RAGFlow Knowledge¶
agentscope-extensions-rag-ragflow integrates with RAGFlow. RAGFlow is strong on document parsing (OCR, table extraction, knowledge graph augmentation) and shines for unstructured-heavy KBs.
When to use¶
Your KB is mostly scanned PDFs, complex layouts, or images and tables.

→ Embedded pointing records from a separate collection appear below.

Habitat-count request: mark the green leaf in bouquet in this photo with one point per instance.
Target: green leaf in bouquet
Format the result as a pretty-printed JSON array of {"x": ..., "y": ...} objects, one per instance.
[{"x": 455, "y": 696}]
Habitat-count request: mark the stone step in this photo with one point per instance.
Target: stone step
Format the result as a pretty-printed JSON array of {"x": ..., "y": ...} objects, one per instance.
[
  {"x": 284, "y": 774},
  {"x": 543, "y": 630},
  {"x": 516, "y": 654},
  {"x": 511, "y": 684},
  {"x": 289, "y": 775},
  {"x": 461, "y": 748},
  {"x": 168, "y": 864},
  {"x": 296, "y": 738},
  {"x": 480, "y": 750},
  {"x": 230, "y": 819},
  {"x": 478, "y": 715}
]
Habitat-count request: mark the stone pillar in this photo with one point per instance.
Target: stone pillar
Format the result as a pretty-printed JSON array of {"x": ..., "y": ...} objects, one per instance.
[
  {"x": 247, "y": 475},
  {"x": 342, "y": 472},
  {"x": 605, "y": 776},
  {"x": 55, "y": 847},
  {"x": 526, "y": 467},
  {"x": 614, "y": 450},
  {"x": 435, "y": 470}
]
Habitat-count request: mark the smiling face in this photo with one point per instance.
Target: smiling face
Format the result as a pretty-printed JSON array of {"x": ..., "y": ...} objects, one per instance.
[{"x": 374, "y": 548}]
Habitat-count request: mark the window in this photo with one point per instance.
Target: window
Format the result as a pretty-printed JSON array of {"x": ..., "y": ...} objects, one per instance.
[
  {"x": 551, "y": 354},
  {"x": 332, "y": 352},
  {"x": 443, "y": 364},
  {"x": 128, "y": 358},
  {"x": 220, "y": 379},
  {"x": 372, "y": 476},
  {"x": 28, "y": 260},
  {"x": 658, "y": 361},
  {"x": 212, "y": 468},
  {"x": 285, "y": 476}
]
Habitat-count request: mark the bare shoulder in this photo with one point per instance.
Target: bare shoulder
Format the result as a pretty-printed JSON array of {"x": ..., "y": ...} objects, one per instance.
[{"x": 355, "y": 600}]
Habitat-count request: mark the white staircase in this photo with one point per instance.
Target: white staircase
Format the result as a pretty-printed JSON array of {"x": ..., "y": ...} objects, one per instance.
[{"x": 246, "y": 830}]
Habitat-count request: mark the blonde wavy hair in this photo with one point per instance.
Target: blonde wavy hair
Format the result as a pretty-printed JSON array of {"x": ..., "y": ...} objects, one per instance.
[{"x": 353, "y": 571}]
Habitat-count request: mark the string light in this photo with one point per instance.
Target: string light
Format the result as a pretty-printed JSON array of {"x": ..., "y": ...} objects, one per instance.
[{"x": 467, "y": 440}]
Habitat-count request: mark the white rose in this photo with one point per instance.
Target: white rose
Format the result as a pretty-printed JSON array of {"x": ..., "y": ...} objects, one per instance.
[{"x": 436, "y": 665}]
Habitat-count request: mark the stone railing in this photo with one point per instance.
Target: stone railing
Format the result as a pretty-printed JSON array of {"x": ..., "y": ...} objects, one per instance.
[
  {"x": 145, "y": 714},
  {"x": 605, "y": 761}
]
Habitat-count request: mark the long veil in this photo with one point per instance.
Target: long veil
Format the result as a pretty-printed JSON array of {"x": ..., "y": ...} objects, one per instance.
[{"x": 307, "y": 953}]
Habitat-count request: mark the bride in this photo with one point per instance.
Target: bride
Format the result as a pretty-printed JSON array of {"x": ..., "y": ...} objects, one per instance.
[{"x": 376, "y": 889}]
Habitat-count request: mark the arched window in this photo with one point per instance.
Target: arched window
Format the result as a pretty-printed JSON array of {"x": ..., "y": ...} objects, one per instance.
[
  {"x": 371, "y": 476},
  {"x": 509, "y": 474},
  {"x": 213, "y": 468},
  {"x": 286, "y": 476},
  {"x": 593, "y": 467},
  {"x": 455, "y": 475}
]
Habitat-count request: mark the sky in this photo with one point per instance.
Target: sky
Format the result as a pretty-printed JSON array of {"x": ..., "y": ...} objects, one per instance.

You want to use RAGFlow’s chunking strategies and reranker.
Add the dependency¶
<dependency>
<groupId>io.agentscope</groupId>
<artifactId>agentscope-extensions-rag-ragflow</artifactId>
<version>${agentscope.version}</version>
</dependency>
Quickstart¶
import io.agentscope.core.rag.integration.ragflow.RAGFlowConfig;
import io.agentscope.core.rag.integration.ragflow.RAGFlowKnowledge;
import io.agentscope.core.rag.model.RetrieveConfig;
RAGFlowConfig config = RAGFlowConfig.builder()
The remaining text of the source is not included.